Would someone be able to check my work on this question:
Suppose that $Y_1,Y_2,…,Y_5$ is a random sample from a uniform distribution over the interval (0, theta). Determine if the followng estimators for theta are unbiased or biased
a) $\theta = \dfrac{2}{5}(Y_1 + Y_2 +Y_3 + Y_4 + Y_5)$
b) $\theta = Y_{(5)}$, the fifth order statistic
a) $\theta = \dfrac{2}{5}(Y_1 + Y_2 +Y_3 + Y_4 + Y_5)$
$$E(\theta) = E(\dfrac{2}{5}(Y_1 + Y_2 +Y_3 + Y_4 + Y_5))$$
$$ = \dfrac{2}{5}E((Y_1 + Y_2 +Y_3 + Y_4 + Y_5))$$
$$ = \dfrac{2}{5}(E(Y_1) + E(Y_2) + E(Y_3) + E(Y_4) + E(Y_5))$$
$$E(Y_i) = \dfrac{0+\theta}{2} = \dfrac{\theta}{2}$$
$$E(\theta) = \dfrac{2}{5}(\dfrac{\theta}{2} + \dfrac{\theta}{2} + \dfrac{\theta}{2} + \dfrac{\theta}{2} + \dfrac{\theta}{2})
= \dfrac{2}{5}(\dfrac{5 \theta}{2}) = \theta$$
Thus, the estimator is biased
b)
$$g_(5) = n[F(y)]^{n-1} f(y)$$
$$F(y) = \int_{0}^{y} \dfrac{1}{\theta} dt = \dfrac{y}{\theta}$$
$$g_(5) = 5[\frac{y}{\theta}]^4 (\dfrac{1}{\theta}) = \dfrac{5y^4}{\theta^5}$$
$$E(\theta) = E(\dfrac{5y^4}{\theta^5}) = y*\dfrac{5y^4}{\theta ^5} = \dfrac{5y^5}{\theta ^5}$$
Thus, the estimator is biased
I felt really uncertain of my work, I really appreciate any help!
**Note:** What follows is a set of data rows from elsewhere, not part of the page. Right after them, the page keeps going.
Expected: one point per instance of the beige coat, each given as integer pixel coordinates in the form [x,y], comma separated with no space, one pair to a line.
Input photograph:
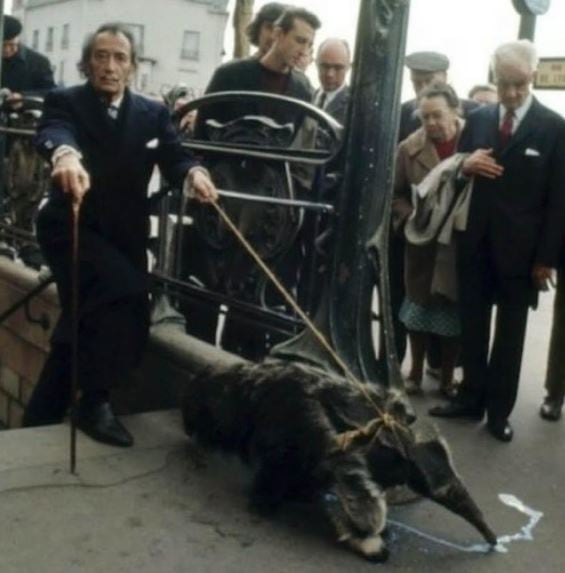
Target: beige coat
[416,157]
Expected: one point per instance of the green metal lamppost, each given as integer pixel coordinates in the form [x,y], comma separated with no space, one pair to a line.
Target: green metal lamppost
[529,10]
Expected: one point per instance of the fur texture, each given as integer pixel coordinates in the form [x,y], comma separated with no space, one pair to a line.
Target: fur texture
[284,418]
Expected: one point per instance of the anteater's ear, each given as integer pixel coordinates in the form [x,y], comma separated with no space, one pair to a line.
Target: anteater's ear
[431,459]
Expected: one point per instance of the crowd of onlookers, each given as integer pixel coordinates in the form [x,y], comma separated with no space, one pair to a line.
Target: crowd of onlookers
[478,219]
[478,224]
[478,210]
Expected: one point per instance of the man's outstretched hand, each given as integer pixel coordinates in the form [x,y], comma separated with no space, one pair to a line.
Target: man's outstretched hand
[202,186]
[69,174]
[482,163]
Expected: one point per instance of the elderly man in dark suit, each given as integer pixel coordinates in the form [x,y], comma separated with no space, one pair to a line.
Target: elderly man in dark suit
[103,142]
[333,62]
[513,235]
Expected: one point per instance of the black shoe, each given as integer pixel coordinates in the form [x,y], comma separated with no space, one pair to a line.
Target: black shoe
[100,423]
[457,409]
[551,409]
[501,430]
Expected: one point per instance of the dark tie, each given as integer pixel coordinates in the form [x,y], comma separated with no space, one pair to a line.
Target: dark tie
[505,131]
[113,111]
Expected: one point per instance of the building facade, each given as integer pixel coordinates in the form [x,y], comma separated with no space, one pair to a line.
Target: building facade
[179,41]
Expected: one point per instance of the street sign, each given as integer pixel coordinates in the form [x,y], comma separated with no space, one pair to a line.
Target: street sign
[531,7]
[550,74]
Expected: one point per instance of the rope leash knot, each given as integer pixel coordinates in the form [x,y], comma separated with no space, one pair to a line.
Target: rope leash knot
[383,420]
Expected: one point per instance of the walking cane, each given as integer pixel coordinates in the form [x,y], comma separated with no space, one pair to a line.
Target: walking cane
[74,327]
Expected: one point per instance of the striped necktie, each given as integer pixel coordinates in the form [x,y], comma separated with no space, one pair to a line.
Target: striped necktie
[505,132]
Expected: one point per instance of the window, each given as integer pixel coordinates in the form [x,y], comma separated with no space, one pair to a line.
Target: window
[190,45]
[65,37]
[49,40]
[138,32]
[62,73]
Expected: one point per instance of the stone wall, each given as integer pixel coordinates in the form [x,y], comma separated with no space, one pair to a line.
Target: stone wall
[171,356]
[23,343]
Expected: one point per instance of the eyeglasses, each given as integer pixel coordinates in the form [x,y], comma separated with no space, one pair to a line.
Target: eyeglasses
[332,67]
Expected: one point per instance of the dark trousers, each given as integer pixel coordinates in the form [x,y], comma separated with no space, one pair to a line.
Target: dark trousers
[555,377]
[111,343]
[491,378]
[113,317]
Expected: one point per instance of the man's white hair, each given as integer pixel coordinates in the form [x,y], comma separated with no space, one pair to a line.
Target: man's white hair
[520,54]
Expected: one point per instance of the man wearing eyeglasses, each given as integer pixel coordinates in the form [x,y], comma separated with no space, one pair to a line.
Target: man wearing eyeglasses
[333,62]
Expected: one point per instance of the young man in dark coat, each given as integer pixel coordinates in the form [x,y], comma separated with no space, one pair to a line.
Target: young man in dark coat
[103,142]
[273,73]
[24,71]
[513,236]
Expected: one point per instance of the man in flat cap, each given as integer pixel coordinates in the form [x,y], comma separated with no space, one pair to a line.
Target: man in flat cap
[425,68]
[24,71]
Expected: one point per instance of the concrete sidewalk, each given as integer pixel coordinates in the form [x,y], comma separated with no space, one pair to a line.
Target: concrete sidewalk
[164,507]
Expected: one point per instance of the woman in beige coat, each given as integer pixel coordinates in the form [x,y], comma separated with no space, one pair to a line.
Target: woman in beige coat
[422,312]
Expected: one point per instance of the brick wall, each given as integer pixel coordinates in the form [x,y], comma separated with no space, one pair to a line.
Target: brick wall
[23,344]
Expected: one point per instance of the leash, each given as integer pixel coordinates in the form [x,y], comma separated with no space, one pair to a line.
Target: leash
[383,419]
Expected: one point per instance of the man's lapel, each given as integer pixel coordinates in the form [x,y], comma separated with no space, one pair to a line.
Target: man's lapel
[94,116]
[491,126]
[526,127]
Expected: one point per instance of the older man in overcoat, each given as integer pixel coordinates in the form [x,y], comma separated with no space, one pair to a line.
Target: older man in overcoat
[103,142]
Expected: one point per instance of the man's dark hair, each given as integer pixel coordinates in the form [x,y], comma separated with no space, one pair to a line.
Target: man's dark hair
[287,18]
[114,28]
[268,13]
[440,89]
[481,88]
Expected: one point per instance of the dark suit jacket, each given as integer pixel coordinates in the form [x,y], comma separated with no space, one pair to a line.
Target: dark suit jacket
[410,121]
[521,213]
[27,72]
[337,107]
[120,158]
[246,75]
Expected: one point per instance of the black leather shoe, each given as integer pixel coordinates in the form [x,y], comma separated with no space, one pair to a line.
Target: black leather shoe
[501,430]
[100,423]
[457,409]
[551,409]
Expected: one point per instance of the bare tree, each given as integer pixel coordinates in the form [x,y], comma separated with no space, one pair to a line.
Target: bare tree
[241,18]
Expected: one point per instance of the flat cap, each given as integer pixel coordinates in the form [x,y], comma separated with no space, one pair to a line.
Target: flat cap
[12,27]
[427,62]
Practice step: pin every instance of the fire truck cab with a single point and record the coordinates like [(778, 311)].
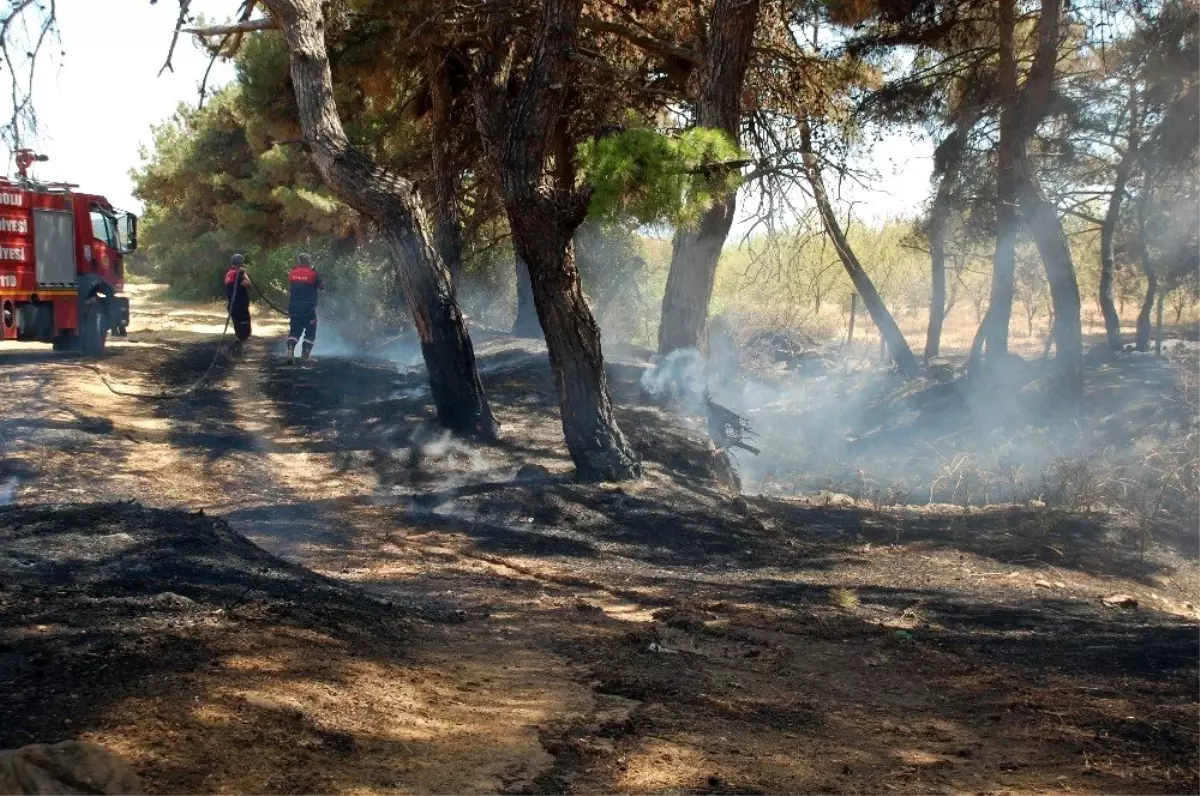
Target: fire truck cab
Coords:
[(61, 263)]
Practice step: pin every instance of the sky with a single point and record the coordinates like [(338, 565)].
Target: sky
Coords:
[(97, 103)]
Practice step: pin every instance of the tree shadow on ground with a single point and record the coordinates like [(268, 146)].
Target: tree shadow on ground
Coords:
[(214, 666), (204, 419)]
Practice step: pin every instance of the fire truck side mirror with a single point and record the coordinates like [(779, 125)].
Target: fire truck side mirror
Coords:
[(129, 228)]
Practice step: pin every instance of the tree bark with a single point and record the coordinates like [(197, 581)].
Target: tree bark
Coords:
[(1045, 227), (526, 324), (389, 201), (1042, 216), (951, 155), (1109, 228), (448, 227), (544, 214), (883, 321), (1000, 306), (695, 253), (1145, 323)]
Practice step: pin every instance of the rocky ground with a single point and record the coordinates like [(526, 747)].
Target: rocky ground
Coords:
[(316, 592)]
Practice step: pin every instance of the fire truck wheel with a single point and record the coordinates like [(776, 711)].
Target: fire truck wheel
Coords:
[(94, 329), (66, 341)]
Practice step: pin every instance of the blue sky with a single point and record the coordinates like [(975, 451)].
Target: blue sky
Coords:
[(97, 103)]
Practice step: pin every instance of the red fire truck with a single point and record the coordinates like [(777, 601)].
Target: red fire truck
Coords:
[(61, 263)]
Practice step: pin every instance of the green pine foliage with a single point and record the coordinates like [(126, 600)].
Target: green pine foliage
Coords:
[(654, 178)]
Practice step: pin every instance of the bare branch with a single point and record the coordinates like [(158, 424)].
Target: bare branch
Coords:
[(648, 43), (184, 9), (22, 89), (249, 27)]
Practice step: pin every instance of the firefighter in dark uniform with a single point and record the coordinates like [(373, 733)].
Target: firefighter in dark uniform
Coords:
[(304, 283), (238, 301)]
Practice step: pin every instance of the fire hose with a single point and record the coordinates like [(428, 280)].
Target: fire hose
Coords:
[(174, 394), (216, 357)]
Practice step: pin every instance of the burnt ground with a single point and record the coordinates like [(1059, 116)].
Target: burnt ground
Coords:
[(383, 610)]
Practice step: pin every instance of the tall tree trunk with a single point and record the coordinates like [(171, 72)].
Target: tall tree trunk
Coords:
[(1042, 216), (1109, 228), (883, 321), (1145, 324), (544, 214), (389, 201), (695, 253), (526, 324), (1045, 227), (949, 155), (448, 228), (994, 330)]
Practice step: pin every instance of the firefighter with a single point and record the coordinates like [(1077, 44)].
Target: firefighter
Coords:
[(304, 283), (238, 303)]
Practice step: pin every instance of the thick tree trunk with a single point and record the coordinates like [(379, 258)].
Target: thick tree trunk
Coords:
[(1042, 219), (1145, 323), (883, 321), (573, 337), (937, 285), (526, 324), (448, 228), (695, 256), (517, 133), (1109, 227), (390, 202), (951, 156), (1108, 268), (696, 253), (1000, 305)]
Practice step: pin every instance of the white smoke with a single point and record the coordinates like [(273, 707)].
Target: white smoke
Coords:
[(9, 490)]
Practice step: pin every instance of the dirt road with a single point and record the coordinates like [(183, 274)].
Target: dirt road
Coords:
[(541, 636)]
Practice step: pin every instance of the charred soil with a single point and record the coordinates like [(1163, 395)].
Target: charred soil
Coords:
[(384, 609)]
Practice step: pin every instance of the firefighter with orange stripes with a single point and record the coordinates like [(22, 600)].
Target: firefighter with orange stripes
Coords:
[(238, 303), (304, 285)]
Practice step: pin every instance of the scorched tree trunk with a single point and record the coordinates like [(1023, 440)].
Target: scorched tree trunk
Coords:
[(390, 202), (696, 253), (520, 120)]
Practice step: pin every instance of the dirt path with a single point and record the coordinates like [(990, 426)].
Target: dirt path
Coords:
[(659, 638)]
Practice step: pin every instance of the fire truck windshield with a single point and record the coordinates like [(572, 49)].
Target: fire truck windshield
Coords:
[(103, 227)]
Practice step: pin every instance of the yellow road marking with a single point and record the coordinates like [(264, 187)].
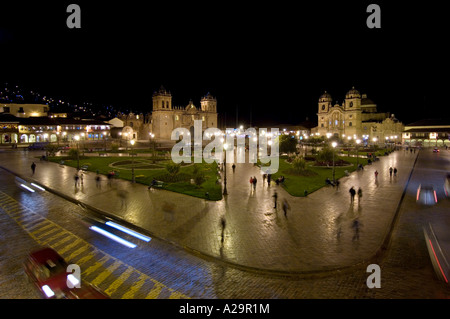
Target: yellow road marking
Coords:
[(45, 224), (108, 271), (135, 287), (95, 266), (124, 276), (156, 290)]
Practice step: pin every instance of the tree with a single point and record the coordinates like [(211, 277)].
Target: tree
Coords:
[(299, 164), (173, 168), (51, 149), (325, 155)]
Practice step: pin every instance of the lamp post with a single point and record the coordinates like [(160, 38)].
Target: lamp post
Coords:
[(357, 155), (152, 138), (77, 138), (225, 146), (132, 161), (334, 144)]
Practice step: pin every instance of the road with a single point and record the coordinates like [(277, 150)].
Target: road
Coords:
[(158, 269)]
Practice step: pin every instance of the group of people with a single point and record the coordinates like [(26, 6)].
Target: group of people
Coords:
[(253, 181), (353, 192), (78, 177), (392, 170)]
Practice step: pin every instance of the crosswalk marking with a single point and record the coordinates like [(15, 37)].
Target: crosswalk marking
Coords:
[(116, 283), (135, 287), (154, 293), (108, 271), (78, 251), (46, 232)]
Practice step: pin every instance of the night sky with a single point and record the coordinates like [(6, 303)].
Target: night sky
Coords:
[(271, 58)]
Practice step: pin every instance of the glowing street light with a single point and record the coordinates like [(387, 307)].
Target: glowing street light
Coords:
[(334, 144), (132, 161), (357, 157), (225, 192), (77, 138)]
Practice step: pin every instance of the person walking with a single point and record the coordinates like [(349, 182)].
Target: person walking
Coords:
[(98, 181), (81, 177), (223, 225), (359, 195), (275, 196), (76, 178), (352, 194), (285, 207), (355, 226)]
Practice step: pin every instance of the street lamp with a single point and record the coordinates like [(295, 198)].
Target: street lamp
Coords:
[(357, 157), (132, 161), (152, 137), (225, 146), (77, 138), (334, 144)]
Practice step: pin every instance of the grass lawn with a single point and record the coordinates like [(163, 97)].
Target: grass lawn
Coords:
[(296, 185), (145, 170)]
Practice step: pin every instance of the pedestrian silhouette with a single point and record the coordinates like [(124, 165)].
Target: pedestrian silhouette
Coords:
[(359, 195), (222, 224), (355, 226), (76, 178), (98, 181), (352, 194), (285, 207), (275, 196)]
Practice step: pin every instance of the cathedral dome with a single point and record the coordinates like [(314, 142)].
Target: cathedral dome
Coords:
[(353, 93), (325, 97)]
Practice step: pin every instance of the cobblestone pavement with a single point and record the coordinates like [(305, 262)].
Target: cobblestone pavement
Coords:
[(317, 234)]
Thanks in advanced!
Best Answer
Your calculation of (a) is correct, but your conclusion should say "unbiased," since you found that the expectation equals the parameter.
Regarding (b), I would proceed from more elementary principles: $$\begin{align*} F_{Y_{(5)}}(y) &= \Pr[Y_{(5)} \le y] \\ &= \prod_{i=1}^5 \Pr[Y_i \le y] \\ &= (F_{Y}(y))^5 \\ &= (y/\theta)^5, \end{align*}$$ hence $$f_{Y_{(5)}}(y) = 5y^4/\theta^5, \quad 0 \le y \le \theta.$$ Up to this point, your solution is correct. However, it follows that $$\operatorname{E}[Y_{(5)}] = \int_{y=0}^\theta y \cdot \frac{5y^4}{\theta^5} \, dy = \frac{5}{\theta^5} \left[ \frac{y^6}{6} \right]_{y=0}^\theta = \frac{5}{6}\theta.$$ Therefore this estimator is biased. You can also see how to modify this estimator to make it unbiased in the general case of a sample size of $n \ge 1$; e.g., you could choose $$\hat\theta = \frac{n+1}{n} Y_{(n)}.$$